Running Drupal with Clean URL on Nginx or Lighttpd

Tagged in

Drupal Logo First of all, my previous post on Nginx vs. Lighttpd for a small VPS seems to be a “hit”. Thanks to Glenn for submitting it to programming.reddit.com, which got picked up by a few bloggers. Got around 1,000 unique visitors on the day where the post went live, which I guess is pretty good for this one-post-a-week site of mine.

Since I have briefly touched on the “URL rewrite-ability” of Nginx and Lighttpd in my previous post, I think it might actually be useful to have some examples showing how rewrite rules are written on these web servers to support clean URLs. I will take the open source CMS Drupal for example, as it is what Hosting Fu runs on. Btw, Drupal 5.0 has just been released and it rocks.

Prerequisite

These are the things that I assume you would know before reading this article.

  • Why clean URL. Pick your reason. SEO or general dislike of query string.
  • Setting up PHP. I won’t be talking about how to set up PHP/FastCGI on Nginx or Lighttpd. Here’s one for Nginx and one for Lighttpd.
  • Installing Drupal. Check related section in Drupal handbook.

I am only going to discuss the rewriting rules needed to enable clean URL in Drupal on either Nginx or Lighttpd.

Apache’s Mod_Rewrite

Like most open source PHP applications, Drupal came with a .htaccess file assuming Apache is serving the pages. We will use it as the reference on how the rewrite rules can be written for the other two web servers.

Here’s the bit in .htaccess that does rewrites:

RewriteEngine on
RewriteCond %{REQUEST_FILENAME} !-f
RewriteCond %{REQUEST_FILENAME} !-d
RewriteRule ^(.*)$ index.php?q=$1 [L,QSA]

What it does is:

  • If requested file exists, serve it.
  • If requested directory exists, serve it depending on how index option is configured.
  • Otherwise, send all requests to index.php, setting parameter ‘q’ as the path of the original request, and then append the rest of the query string.

Simple. Now let’s see how you can do the same with the other two web servers.

Lighttpd

This site runs on Lighttpd 1.4.13, and there seems to be a lot of different ways to do clean URL with Drupal on Lighttpd. Although it came with its own “mod_rewrite”, but I found the functionality is very limited. The biggest problem I found is the lack of conditional rules to check whether a file or directory already exists. At the end you have to either (1) make lots of exceptions in Lighttpd’s rewrite rules, or (2) modify Drupal so it works better with Lighttpd.

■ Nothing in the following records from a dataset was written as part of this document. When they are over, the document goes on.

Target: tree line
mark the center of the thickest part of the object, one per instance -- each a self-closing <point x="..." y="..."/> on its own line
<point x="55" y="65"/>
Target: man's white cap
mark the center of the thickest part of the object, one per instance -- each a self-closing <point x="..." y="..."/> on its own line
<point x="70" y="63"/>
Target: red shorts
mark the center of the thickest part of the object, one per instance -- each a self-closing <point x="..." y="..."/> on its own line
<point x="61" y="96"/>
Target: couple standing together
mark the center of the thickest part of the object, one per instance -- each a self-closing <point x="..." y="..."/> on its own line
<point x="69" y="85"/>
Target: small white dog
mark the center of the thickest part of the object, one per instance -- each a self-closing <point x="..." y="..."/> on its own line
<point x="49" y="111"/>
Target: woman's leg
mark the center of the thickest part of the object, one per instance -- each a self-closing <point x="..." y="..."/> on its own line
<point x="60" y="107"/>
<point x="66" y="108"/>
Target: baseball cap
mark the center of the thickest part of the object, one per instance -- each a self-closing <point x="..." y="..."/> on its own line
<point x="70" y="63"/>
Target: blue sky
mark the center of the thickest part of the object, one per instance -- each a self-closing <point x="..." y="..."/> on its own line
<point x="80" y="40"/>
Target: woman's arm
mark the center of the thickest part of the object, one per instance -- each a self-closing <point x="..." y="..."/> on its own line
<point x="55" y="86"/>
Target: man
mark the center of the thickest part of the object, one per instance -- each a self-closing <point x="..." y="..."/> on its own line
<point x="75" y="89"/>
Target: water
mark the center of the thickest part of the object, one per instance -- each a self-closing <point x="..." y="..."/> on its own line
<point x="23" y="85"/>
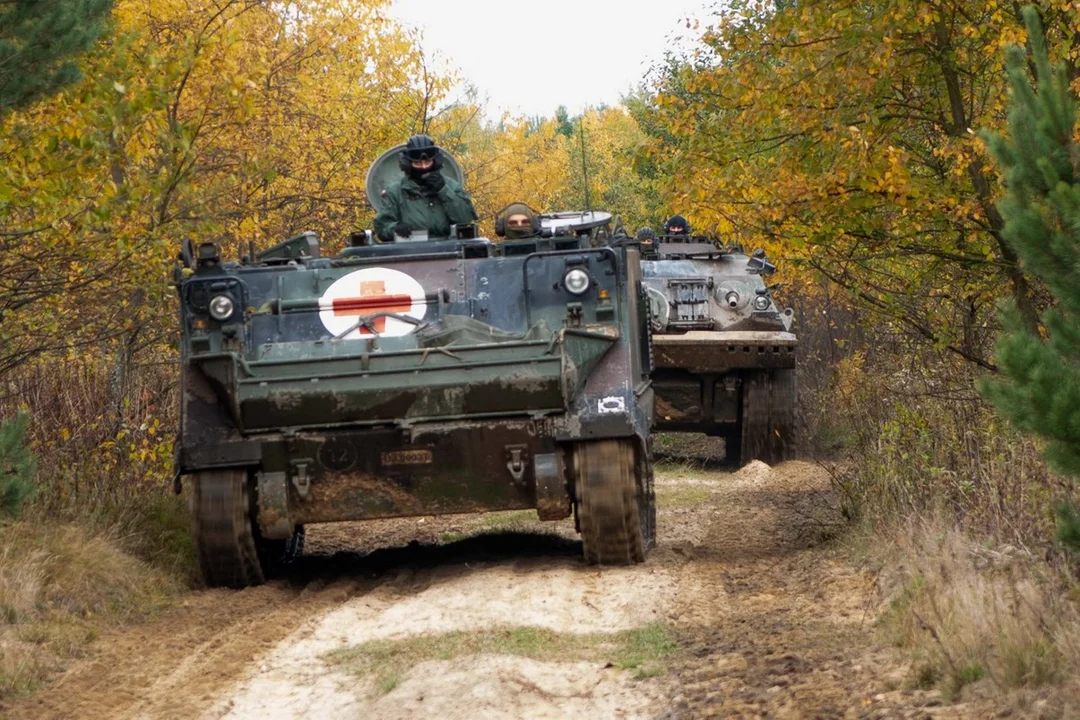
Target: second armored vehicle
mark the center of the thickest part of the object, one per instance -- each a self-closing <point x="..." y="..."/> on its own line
<point x="724" y="353"/>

I went with the second option.

Well, here are the steps.

  1. After Drupal has been installed and tested with clean URL disabled, add the following rules to lighty’s configuration file:

    server.error-handler-404 = "/index.php";
    

    It basically makes index.php the 404 error handler, so any request that does is not handled by a local file or directory will be sent to Drupal.

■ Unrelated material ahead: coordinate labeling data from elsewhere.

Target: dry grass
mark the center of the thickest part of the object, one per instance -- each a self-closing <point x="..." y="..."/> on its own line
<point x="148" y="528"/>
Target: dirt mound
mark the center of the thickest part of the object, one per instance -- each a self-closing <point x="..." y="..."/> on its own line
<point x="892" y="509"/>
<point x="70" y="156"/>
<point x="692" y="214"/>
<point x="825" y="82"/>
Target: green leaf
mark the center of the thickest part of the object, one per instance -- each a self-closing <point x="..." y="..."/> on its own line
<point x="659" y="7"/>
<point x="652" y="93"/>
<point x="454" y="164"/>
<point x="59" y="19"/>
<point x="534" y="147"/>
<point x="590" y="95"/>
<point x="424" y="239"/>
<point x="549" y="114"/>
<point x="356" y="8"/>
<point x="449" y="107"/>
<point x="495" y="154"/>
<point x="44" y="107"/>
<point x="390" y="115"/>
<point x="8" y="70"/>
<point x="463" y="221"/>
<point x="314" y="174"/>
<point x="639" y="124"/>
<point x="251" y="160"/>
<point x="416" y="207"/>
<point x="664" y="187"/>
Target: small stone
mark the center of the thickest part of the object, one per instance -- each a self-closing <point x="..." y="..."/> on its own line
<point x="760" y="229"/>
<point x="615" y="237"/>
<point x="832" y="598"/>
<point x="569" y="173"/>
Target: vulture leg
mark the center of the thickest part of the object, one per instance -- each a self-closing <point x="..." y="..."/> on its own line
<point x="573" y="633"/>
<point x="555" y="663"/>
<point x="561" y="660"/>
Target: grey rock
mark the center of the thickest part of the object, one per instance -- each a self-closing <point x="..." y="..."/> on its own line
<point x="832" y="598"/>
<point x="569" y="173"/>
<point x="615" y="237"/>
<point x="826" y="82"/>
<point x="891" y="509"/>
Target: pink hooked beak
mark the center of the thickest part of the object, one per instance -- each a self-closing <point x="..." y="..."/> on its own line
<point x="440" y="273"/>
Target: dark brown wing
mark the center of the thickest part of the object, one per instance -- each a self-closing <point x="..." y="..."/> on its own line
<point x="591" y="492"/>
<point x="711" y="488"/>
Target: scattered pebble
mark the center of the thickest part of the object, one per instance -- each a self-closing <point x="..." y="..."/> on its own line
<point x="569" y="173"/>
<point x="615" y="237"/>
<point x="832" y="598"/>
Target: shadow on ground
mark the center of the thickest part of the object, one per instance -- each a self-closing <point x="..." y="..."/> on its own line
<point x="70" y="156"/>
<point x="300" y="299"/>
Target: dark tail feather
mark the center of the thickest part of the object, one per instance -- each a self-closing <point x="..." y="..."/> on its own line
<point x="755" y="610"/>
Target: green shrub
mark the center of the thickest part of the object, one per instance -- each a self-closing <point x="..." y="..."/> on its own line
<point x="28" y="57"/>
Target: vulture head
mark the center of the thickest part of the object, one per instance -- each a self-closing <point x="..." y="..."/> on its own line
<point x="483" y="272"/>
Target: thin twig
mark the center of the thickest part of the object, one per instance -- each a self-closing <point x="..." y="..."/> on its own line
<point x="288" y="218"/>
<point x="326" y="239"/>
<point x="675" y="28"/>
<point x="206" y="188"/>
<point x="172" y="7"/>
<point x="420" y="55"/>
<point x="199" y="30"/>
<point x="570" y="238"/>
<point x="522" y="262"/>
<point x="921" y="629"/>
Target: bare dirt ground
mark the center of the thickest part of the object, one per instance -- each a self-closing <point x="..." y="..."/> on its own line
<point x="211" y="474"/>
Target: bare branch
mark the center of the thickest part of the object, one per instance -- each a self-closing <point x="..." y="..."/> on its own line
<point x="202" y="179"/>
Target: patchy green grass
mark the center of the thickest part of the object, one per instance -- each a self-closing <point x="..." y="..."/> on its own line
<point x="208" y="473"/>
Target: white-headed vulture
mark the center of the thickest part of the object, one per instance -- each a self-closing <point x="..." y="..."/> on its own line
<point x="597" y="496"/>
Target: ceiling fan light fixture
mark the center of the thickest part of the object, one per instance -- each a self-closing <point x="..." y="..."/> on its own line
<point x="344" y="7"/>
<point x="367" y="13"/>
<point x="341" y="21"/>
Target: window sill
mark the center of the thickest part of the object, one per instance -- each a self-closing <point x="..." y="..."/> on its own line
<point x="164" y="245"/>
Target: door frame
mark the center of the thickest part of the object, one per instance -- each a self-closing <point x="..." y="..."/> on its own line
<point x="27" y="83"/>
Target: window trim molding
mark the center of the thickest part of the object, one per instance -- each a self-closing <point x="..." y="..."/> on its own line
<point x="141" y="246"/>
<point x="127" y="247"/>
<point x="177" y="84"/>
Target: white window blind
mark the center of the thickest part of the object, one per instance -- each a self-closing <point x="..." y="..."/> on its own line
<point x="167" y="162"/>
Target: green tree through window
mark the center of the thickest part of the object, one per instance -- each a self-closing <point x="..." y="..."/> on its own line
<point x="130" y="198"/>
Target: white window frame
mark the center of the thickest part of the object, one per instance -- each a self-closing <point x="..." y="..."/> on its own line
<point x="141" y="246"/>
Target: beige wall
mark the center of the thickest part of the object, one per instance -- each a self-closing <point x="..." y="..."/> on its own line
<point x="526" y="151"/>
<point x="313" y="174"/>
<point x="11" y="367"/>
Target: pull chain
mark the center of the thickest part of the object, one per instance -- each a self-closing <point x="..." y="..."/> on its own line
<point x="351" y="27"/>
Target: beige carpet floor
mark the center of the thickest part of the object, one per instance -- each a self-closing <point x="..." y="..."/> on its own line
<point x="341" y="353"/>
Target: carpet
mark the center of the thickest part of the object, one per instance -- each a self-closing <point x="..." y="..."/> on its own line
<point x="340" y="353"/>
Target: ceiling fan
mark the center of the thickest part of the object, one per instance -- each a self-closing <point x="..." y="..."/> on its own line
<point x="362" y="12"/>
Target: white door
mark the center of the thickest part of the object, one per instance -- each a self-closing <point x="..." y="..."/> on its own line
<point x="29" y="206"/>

  2. Add the following PHP code to Drupal. I just append them to the end of sites/default/settings.php.

    if (strpos($_SERVER['SERVER_SOFTWARE'], 'lighttpd') !== false) {
        $_lighty_url = $base_url.$_SERVER['REQUEST_URI'];
        $_lighty_url = @parse_url($_lighty_url);
    
        if ($_lighty_url['path'] != '/index.php' && $_lighty_url['path'] != '/') {
            $_SERVER['QUERY_STRING'] = $_lighty_url['query'];
            parse_str($_lighty_url['query'], $_lighty_query);
            foreach ($_lighty_query as $key => $val)
                $_GET[$key] = $_REQUEST[$key] = $val;
            $_GET['q'] = $_REQUEST['q'] = substr($_lighty_url['path'], 1);
        }
    }
    

    Let me explain what it does:

    • If we are behind lighty, turn on this hack (I use Nginx for my development box so this code does not apply).
    • Try to parse the REQUEST_URI. If invoked as 404 error handler, we will parse the QUERY_STRING ourselves and copy the values to PHP’s $_GET and $_REQUEST variables.
    • Also set the path bit of REQUEST_URI as query argument q.

    The reason why we have to parse QUERY_STRING is, Lighttpd deliberately does not set QUERY_STRING if FastCGI is invoked as 404 error handler.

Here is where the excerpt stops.